You should just be able to traverse L2 and create a mapping to L1 as you go.

mapping = {}
for i, (a, b) in enumerate(zip(l1, l2)):
  if b in mapping:
    l2[i] = mapping[b]
  else:
    mapping[b] = a
    l2[i] = a

 # Now l2 = [1, 1, 1, 2, 2, 3, 3, 2, 2].  Can compare for equality.

This is probably better referred to as label reassignment.
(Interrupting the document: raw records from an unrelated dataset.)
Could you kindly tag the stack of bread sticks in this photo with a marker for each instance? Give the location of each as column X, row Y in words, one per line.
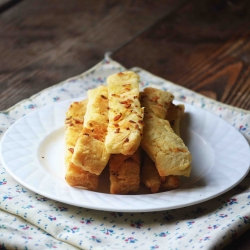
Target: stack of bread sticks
column 134, row 134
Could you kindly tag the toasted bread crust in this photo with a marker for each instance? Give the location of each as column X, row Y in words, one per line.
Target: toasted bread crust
column 125, row 114
column 165, row 148
column 90, row 152
column 124, row 173
column 75, row 176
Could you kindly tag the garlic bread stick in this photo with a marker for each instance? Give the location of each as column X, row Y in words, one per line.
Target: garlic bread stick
column 90, row 152
column 75, row 176
column 125, row 125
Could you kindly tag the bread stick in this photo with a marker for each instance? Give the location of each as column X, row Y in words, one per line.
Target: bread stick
column 149, row 174
column 75, row 176
column 124, row 173
column 90, row 152
column 125, row 114
column 165, row 148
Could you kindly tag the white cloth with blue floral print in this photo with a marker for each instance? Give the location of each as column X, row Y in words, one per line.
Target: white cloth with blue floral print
column 31, row 221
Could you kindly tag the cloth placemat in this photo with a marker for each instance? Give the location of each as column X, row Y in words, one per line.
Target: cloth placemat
column 31, row 221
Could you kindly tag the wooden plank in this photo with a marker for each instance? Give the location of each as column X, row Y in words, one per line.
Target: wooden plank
column 45, row 42
column 206, row 49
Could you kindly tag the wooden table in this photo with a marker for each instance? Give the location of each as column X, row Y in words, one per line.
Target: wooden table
column 201, row 45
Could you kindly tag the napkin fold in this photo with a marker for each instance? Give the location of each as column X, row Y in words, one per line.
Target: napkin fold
column 30, row 220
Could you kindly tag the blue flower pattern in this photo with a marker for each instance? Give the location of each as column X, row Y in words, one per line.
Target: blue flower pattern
column 41, row 223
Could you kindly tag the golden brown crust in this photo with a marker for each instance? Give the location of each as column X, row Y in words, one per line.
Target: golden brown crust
column 125, row 114
column 174, row 114
column 149, row 174
column 124, row 173
column 75, row 176
column 171, row 182
column 90, row 152
column 165, row 148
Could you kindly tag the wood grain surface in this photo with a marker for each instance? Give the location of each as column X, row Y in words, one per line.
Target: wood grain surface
column 204, row 46
column 45, row 42
column 201, row 45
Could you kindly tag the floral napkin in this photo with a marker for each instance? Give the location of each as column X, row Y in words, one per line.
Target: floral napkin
column 31, row 221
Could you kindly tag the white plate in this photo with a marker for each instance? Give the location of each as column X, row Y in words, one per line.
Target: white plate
column 32, row 151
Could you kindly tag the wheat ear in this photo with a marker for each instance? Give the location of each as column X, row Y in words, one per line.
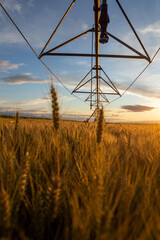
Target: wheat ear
column 55, row 108
column 100, row 125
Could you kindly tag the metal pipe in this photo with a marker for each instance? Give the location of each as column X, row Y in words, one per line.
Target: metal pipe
column 97, row 16
column 133, row 30
column 58, row 26
column 94, row 55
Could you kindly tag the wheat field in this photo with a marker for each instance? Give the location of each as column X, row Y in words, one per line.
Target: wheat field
column 106, row 190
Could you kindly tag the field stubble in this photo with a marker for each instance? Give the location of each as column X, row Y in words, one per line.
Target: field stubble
column 107, row 191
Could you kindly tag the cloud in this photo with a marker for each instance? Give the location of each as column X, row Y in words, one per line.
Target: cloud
column 152, row 28
column 26, row 112
column 137, row 108
column 6, row 65
column 34, row 102
column 22, row 78
column 12, row 5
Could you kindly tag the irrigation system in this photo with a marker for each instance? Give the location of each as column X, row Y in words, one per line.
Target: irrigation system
column 100, row 35
column 101, row 20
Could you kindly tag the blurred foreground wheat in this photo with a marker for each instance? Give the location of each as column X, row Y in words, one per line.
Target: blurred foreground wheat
column 107, row 191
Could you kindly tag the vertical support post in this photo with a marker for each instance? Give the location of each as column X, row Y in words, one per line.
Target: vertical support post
column 97, row 16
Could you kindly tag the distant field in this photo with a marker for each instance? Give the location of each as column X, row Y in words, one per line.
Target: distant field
column 106, row 191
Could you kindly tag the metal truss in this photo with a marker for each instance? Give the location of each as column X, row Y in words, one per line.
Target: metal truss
column 97, row 91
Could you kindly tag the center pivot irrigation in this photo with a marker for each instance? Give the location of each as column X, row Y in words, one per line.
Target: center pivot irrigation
column 99, row 35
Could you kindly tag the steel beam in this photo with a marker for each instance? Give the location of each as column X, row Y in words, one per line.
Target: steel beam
column 94, row 55
column 125, row 15
column 63, row 44
column 97, row 16
column 58, row 26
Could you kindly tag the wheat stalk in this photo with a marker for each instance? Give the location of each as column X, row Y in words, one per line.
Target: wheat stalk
column 17, row 121
column 5, row 210
column 55, row 108
column 100, row 125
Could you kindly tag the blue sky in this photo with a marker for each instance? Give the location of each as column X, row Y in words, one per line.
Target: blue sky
column 25, row 84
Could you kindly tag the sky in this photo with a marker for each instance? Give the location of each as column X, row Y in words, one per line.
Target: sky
column 25, row 82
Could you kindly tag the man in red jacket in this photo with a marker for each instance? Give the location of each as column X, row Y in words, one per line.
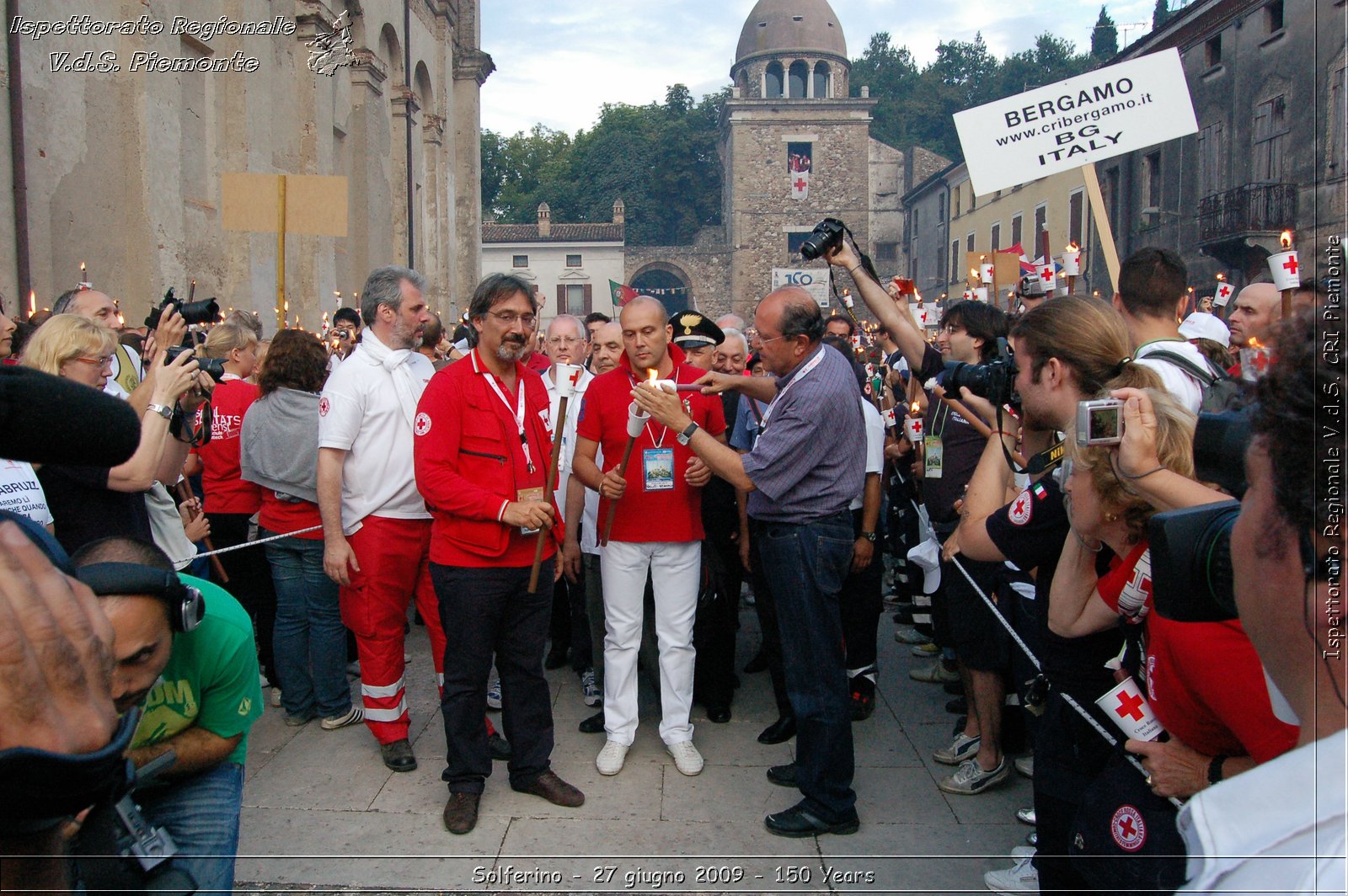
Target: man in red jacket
column 483, row 442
It's relatively efficient -- it uses iterators, quick dictionary lookups, and is O(n).

Question 3

It looks like your list shows which group each item belongs to, and you want a canonical group-labelling (ie ["A", "B", "C"] == ["X", "Y", "Z"]).
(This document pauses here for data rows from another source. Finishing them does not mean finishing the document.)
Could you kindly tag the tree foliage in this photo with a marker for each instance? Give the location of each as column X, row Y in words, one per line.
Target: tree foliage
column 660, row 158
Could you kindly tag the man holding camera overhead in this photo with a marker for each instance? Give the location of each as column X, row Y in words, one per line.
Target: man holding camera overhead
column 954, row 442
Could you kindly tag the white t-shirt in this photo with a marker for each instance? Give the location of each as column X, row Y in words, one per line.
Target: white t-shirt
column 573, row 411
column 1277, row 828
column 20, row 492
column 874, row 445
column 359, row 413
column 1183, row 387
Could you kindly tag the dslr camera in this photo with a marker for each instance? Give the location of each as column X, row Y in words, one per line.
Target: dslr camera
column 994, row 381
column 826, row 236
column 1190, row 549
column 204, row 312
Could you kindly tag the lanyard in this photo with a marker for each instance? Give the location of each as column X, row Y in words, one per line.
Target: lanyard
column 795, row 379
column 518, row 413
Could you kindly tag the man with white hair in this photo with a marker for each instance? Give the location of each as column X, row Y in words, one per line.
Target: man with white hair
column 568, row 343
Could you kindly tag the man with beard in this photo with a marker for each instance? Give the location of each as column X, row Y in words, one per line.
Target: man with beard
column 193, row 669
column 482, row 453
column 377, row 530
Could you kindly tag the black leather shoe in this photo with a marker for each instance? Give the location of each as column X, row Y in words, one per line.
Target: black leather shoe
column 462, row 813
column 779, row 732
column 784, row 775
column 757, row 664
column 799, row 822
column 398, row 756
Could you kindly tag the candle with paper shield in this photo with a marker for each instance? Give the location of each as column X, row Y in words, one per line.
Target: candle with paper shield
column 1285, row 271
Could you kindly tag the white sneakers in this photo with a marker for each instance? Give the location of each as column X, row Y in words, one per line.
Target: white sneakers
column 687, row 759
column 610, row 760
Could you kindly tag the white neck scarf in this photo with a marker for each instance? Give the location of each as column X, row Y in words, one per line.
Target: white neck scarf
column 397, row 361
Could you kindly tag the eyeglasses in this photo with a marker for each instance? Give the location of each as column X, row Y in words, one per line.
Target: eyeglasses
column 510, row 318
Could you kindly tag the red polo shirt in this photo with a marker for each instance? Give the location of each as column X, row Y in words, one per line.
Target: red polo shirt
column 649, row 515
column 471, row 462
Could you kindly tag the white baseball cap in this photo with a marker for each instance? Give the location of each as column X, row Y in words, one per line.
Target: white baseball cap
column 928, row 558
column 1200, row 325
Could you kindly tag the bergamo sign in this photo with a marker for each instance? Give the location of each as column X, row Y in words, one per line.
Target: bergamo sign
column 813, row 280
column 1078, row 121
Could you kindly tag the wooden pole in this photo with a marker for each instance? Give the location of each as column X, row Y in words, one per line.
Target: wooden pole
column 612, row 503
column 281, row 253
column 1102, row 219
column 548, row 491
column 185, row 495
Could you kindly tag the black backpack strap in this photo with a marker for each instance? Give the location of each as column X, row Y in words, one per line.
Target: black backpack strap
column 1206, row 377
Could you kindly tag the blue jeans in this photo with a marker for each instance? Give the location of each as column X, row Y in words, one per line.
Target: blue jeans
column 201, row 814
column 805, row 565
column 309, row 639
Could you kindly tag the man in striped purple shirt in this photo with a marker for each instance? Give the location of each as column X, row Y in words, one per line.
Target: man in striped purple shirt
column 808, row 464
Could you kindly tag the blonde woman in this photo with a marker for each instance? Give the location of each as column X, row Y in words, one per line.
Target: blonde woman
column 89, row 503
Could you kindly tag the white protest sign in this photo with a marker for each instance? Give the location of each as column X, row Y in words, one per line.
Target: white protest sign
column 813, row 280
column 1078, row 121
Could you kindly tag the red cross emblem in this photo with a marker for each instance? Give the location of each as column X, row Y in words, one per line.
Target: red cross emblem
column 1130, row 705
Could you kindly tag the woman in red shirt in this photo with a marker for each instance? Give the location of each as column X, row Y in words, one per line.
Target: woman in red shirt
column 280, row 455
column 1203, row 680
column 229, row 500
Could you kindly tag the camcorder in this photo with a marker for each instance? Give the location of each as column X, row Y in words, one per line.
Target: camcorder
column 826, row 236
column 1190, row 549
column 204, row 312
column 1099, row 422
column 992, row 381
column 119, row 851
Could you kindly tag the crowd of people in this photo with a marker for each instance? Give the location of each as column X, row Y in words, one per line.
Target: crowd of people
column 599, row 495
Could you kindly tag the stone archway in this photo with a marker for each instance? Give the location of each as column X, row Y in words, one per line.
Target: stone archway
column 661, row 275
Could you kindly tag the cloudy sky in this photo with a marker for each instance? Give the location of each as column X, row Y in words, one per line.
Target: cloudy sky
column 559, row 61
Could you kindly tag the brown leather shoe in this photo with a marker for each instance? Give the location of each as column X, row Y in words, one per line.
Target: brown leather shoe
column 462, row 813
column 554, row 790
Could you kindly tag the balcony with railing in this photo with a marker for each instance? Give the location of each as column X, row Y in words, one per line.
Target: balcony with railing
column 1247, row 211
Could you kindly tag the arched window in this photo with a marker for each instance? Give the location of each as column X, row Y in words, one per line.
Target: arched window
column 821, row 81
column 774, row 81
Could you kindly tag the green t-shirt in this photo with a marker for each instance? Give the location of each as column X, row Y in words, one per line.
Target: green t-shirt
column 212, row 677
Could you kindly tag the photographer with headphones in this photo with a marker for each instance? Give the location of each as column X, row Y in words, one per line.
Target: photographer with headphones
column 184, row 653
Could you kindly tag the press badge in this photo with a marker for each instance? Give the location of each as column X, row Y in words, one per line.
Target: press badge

Note that this only works for exact match-lists.

from itertools import count

def canonicize(lst):
    top  = count(1)
    seen = {}
    out  = []
    for item in lst:
        try:
            out.append(seen[item])
        except KeyError:
            val = next(top)
            seen[item] = val
            out.append(val)
    return out

canonicize([1,1,1,2,2,3,3,2,2])   # =>  [1, 1, 1, 2, 2, 3, 3, 2, 2]
canonicize([2,2,2,1,1,3,3,1,1])   # =>  [1, 1, 1, 2, 2, 3, 3, 2, 2]

Question 4

What I would do is simply get all indexes for each value:

>>> [[i for i, x in enumerate(l1) if x == j] for j in set(l1)]
[[0, 1, 2], [3, 4, 7, 8], [5, 6]]
>>> [[i for i, x in enumerate(l2) if x == j] for j in set(l2)]
[[0, 1, 2], [3, 4, 7, 8], [5, 6]]

So you simply have to compare the 2 new lists.